Monday, March 14, 2016

Starting the I/O and Timing board

I figured the best way to be sure all the right components got on the I/O and Timing board was to create an Eagle project for it. So I did. And promptly realized that a lot of the Eagle configuration I'd gotten used to has to be done on a per-board basis, like trace width and via drill diameters. This is the first i4004 board I've started since late 2012, and you can forget a lot in three years.

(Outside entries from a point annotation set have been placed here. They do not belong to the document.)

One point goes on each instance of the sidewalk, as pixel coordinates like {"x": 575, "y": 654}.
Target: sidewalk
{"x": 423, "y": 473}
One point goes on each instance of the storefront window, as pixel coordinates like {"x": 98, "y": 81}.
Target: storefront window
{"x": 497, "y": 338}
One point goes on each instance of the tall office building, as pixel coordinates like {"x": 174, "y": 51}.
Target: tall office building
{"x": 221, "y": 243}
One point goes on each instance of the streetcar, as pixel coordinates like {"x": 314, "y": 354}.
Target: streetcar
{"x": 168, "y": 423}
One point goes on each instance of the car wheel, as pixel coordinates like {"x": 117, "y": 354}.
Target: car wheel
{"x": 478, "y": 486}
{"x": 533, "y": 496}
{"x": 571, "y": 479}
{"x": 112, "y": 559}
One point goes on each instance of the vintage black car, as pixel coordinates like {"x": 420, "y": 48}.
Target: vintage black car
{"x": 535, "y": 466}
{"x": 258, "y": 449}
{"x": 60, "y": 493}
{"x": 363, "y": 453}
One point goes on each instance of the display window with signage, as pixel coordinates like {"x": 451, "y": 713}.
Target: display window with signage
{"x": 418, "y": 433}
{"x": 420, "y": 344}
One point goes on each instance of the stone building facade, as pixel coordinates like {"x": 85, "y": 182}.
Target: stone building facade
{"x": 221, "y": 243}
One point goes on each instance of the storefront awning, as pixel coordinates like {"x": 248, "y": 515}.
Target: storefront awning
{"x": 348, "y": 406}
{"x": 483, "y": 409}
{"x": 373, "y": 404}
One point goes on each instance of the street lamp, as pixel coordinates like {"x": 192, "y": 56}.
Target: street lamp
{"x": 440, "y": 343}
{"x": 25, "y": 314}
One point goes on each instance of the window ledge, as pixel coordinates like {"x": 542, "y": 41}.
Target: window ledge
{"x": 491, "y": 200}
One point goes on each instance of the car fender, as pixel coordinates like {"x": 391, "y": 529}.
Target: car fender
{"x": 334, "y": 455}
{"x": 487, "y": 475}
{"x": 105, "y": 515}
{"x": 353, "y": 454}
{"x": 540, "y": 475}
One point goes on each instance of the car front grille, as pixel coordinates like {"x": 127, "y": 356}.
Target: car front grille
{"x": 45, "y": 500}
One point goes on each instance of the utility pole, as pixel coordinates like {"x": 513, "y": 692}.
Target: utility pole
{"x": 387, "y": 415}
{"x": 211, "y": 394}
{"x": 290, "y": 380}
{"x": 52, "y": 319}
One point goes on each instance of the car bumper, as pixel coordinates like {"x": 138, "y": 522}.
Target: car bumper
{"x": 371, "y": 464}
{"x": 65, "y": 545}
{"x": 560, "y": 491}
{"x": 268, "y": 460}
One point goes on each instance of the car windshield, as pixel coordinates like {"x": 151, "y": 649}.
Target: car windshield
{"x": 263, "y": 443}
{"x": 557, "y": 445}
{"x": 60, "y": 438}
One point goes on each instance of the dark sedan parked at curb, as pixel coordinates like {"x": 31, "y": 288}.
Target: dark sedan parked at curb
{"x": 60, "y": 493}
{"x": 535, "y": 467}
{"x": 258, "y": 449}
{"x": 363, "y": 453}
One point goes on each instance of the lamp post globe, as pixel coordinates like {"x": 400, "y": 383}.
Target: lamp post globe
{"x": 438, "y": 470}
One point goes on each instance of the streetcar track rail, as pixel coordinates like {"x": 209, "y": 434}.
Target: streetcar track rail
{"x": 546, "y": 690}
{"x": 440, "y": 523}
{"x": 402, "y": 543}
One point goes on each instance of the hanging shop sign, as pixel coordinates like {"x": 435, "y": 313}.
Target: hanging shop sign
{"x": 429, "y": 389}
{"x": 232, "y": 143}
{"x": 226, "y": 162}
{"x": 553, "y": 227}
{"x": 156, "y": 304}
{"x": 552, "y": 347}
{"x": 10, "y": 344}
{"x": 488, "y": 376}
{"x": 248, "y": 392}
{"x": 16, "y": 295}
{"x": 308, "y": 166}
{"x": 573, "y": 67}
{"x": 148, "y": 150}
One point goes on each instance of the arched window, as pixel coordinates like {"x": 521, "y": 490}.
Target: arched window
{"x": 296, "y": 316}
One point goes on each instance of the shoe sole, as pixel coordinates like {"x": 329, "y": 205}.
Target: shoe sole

There are three major functional groups on this board:
  1. A self-initializing 8-bit shift register that produces the one-hot CPU phase of execution signals (A12, A22, A32, M12, M22, X12, X22, X32) and the SYNC signal.
  2. The 5-bit Chip Select decoder and external output drivers (CMROM, CMRAM0 to CMRAM3). This is the chunk of logic that I moved off the ALU board.
  3. The 4-bit, tri-state, bi-directional data bus external pin I/O drivers.
I haven't made a screen shot of the layout yet. I'm at about the half-way point, with the first two groups placed and partially routed. The layout is moving so rapidly because there is a lot of repetition within each group. The shift register is essentially 8 copies of the same 1-bit pattern, with a minor variation on the first (A12) and last (X32) bits, plus some logic to generate the SYNC signal. Once I found a layout that worked well for two adjacent bits the rest follow the pattern. The five Chip Select output drivers are all the same and the decode logic has common elements. I haven't started laying out the data bus I/O drivers yet, but it will be four instances of the same layout pattern -- one for each bit -- plus a little decode logic.

I expect the parts I've already placed will shift position (and possibly rotate in the case of the Chip Select logic) to accommodate the data I/O drivers but I don't expect any problems making it all fit. This board has the fewest components of any board in the set and there's quite a bit of free space left.